Integrating any new technology into the NAS presents regulatory hurdles. Integrating an evolutionary leap like UAS presents regulatory challenges beyond the imagination of early administrators. Unlike previous leaps, UAS has a viable precedent in jet integration, from which our regulators and administrators learned critical lessons.2

America has consistently brought wartime advances home for commercial benefit. From the dawn of powered flight to Desert Storm, the drums of war have sounded the advance of flight technology. Likewise, from World War I to the Global War on Terror, technological advances in aviation have driven stateside aviation regulation. Unlike prior technological leaps, the unmanned revolution may find regulatory guidance firmly in place before the technology comes home en masse. Due in no small part to effective leadership in Washington and a sound regulatory framework well positioned to incorporate technological advance, a legislative roadmap likely will be in place before we insert unmanned technology into our extraordinarily complex and evolving airspace picture.3

The challenges of UAS integration into the NAS are myriad. The tools and precedents to overcome these challenges are available to regulators today. Proper and timely utilization of these tools and precedents is critical to the evolution of aviation and the future of our aerospace industry.
This paper describes the current and future regulatory landscape for UAS, and the tools available to regulators to bridge the gap. Part I focuses on the how we arrived at this point, starting with a history of unmanned aircraft, followed by the regulatory history of aviation and the NAS. Part II describes the current regulatory landscape and the integration tools available to administrators today.

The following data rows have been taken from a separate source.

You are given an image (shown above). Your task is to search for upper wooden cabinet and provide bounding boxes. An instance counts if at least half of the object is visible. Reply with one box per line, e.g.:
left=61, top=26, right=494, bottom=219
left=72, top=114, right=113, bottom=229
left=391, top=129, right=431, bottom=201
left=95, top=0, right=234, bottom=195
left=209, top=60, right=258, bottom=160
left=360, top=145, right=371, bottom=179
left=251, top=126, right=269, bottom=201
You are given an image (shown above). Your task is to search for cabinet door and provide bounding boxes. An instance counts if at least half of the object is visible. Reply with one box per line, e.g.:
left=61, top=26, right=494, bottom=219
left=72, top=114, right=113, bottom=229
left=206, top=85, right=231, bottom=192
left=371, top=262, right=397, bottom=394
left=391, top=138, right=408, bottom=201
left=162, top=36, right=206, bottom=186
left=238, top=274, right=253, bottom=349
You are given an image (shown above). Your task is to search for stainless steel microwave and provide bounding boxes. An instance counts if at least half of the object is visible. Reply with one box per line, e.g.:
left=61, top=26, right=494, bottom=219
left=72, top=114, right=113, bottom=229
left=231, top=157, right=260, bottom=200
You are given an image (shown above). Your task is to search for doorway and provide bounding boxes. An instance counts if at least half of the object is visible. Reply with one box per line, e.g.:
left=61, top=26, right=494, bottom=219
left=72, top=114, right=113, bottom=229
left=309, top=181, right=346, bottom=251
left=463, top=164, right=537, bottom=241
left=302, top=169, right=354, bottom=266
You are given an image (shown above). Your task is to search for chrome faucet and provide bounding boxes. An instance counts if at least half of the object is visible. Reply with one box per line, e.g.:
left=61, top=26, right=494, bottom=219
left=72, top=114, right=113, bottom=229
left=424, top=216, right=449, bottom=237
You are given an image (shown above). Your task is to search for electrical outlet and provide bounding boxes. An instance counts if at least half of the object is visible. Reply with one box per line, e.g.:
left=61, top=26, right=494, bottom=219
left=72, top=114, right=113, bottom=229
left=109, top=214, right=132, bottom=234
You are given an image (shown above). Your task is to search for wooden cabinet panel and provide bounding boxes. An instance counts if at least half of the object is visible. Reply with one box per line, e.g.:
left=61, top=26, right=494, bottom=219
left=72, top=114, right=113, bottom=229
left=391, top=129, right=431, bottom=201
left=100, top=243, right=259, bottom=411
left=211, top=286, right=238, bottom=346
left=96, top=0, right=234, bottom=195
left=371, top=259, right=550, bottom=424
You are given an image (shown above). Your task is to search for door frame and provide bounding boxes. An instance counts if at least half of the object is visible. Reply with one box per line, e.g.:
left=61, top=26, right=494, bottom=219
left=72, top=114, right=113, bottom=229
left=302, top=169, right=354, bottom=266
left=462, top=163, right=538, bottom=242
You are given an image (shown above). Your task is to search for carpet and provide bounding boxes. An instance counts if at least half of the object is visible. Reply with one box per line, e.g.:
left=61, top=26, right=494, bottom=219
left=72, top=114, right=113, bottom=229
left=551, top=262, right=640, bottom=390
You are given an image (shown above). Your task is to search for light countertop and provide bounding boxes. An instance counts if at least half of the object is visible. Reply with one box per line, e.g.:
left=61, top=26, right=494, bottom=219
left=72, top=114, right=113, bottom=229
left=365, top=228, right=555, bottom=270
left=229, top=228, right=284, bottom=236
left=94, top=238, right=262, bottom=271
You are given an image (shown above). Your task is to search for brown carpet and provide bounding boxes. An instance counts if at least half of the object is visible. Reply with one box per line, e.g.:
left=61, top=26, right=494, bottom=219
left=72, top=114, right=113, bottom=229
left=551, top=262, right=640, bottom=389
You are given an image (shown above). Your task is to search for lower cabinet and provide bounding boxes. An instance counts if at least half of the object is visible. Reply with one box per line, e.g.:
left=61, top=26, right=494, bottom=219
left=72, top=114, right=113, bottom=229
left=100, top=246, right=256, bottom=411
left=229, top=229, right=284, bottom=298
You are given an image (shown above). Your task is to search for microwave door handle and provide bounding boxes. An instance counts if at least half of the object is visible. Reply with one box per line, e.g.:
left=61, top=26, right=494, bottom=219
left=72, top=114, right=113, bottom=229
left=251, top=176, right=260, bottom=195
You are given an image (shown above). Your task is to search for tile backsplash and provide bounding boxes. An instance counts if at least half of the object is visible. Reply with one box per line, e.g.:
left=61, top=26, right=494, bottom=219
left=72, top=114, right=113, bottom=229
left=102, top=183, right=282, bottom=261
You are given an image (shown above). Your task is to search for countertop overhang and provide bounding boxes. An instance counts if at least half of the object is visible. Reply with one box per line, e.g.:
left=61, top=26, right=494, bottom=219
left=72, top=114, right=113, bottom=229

Part III analyzes the pertinent sections of the FAA Modernization Reform Act of 2012, and identifies hurdles to UAS integration.


2 Gary A. Michel, Manager, Airworthiness, Advanced Aircraft and Commercial Space Law Branch, Regulations Division, FAA Office of Chief Counsel, described UAS technology as “evolutionary.” While the technology arguably may be either, the rapid expansion of UAS is more accurately described as a revolutionary leap, akin to jet integration. Unmanned Aircraft: The New Frontier of Civil Aviation, panel discussion, American Bar Association Forum on Air & Space Law annual conference, New Orleans, LA, October 24, 2012.

3 Unmanned Systems Integrated Roadmap FY2011-2036, Frank Kendall, Acting Undersecretary of Defense, U.S. Department of Defense, Reference Number 11-S-3616 (2011).